I'm running a 3-node RELK cluster that's mostly storing application logs coming in via a syslog listener (logstash shipper). We have ~1800 indices ranging from thousands of docs/events and trivial size to some (not many) with 1-2GB primary size and 3-4M docs on days where something was puking errors.
We're set for one replica. We run one shard, consistent with best practices when this cluster was built, as this is ostensibly mostly an archive, but I suspect our devs are querying the data more than we planned on. I recently installed x-pack monitoring and it shows search rates around ~25/s with occasional spikes to <200, indexing rates no higher than ~450/s.
The nodes are all linux VMs with a separate VHD for ES data, all served from an NFS datastore. I know that's not best practice but also that our application is tiny compared to the scale many shops run ELK at.
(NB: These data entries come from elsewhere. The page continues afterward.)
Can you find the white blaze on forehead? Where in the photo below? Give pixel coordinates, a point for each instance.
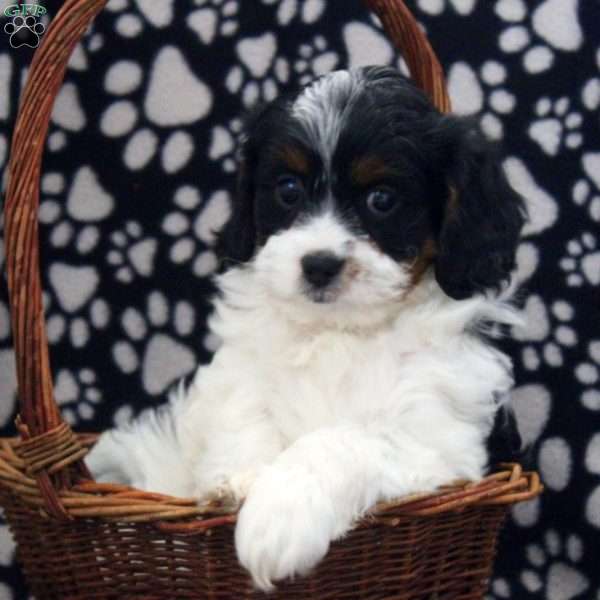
(322, 106)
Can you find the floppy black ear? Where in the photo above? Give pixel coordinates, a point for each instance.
(237, 240)
(482, 217)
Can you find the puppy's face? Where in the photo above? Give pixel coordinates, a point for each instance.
(349, 191)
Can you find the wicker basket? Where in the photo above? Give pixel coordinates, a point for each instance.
(78, 539)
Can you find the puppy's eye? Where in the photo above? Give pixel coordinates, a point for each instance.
(382, 201)
(290, 191)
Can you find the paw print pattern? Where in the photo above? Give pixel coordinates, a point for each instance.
(150, 337)
(193, 231)
(314, 60)
(556, 126)
(73, 226)
(437, 7)
(547, 333)
(482, 93)
(309, 11)
(77, 394)
(590, 92)
(587, 373)
(582, 262)
(71, 309)
(224, 141)
(261, 73)
(534, 35)
(214, 17)
(131, 253)
(123, 120)
(552, 567)
(586, 192)
(24, 31)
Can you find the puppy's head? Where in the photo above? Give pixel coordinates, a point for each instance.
(352, 188)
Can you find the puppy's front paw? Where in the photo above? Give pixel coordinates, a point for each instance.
(284, 527)
(230, 491)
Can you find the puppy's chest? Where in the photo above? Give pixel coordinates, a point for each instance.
(330, 378)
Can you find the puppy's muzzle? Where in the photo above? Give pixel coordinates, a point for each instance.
(320, 269)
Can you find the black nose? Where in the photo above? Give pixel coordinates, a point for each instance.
(320, 268)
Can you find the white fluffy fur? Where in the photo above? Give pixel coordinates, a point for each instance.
(316, 411)
(322, 107)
Every metric I can find on the VMs shows no significant waits for disk IO.
Here's the problem: our mostly idle nodes regularly spike short and crazy load averages, up to 375 for a minute or two and then back below 1. During these spikes, latency jumps into the seconds, kibana times out, and our nagios alerts for load averages all go off. Sometimes there's a load spike at the same time as a search spike, but often a load spike has no search/index spike at the same time.
I found a reference on this forum to ES performance problems and openjdk: we're running the Oracle java.
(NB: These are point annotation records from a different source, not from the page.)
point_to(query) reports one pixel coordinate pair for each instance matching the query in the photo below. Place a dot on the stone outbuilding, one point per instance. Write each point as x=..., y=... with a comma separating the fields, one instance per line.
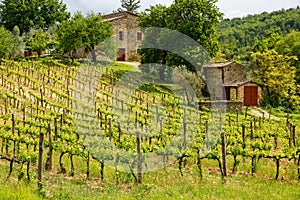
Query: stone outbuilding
x=228, y=81
x=127, y=34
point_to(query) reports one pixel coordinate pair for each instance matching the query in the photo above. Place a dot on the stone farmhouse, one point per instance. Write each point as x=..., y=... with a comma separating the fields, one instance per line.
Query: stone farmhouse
x=127, y=34
x=228, y=82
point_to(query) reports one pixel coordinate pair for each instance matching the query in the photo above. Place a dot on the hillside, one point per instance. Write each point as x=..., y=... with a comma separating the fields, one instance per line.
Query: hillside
x=143, y=129
x=239, y=35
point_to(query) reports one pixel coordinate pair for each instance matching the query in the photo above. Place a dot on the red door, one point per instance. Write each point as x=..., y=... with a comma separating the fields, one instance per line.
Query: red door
x=121, y=54
x=250, y=96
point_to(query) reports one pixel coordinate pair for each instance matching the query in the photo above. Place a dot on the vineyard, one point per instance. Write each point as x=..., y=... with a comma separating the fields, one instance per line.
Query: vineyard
x=53, y=115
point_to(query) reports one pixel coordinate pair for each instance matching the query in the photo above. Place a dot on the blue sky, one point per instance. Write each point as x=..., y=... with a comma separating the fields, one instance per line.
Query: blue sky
x=231, y=8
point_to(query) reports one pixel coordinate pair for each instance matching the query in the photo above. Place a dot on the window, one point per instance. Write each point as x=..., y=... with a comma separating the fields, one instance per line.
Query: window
x=139, y=36
x=121, y=35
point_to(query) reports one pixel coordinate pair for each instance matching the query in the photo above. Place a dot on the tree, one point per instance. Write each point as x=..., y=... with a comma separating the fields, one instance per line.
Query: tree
x=17, y=45
x=277, y=78
x=28, y=14
x=5, y=42
x=131, y=5
x=290, y=45
x=96, y=32
x=194, y=18
x=83, y=32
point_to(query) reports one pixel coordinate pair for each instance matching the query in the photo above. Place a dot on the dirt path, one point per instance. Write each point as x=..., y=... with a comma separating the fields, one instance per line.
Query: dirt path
x=260, y=113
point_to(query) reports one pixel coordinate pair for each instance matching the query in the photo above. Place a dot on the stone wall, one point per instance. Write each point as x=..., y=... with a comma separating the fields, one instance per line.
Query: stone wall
x=127, y=23
x=234, y=73
x=240, y=96
x=214, y=82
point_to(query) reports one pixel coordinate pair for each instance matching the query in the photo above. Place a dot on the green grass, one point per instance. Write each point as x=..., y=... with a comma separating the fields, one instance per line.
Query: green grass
x=163, y=184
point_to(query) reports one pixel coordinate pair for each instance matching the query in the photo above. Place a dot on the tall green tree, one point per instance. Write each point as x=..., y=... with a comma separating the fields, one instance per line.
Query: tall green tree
x=83, y=32
x=5, y=42
x=277, y=78
x=28, y=14
x=290, y=45
x=18, y=44
x=194, y=18
x=131, y=5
I've found other references that generally say if you're having ES performance problems, throw another node on the pile. I could also try increasing my shard count, merging my old indices to lower the index count, or moving those data disks to local storage on their hosts. But I'd like to have better proof of the problem before I resort to trial and error.
I'd be grateful for any guidance on troubleshooting and metrics...
Randy in Seattle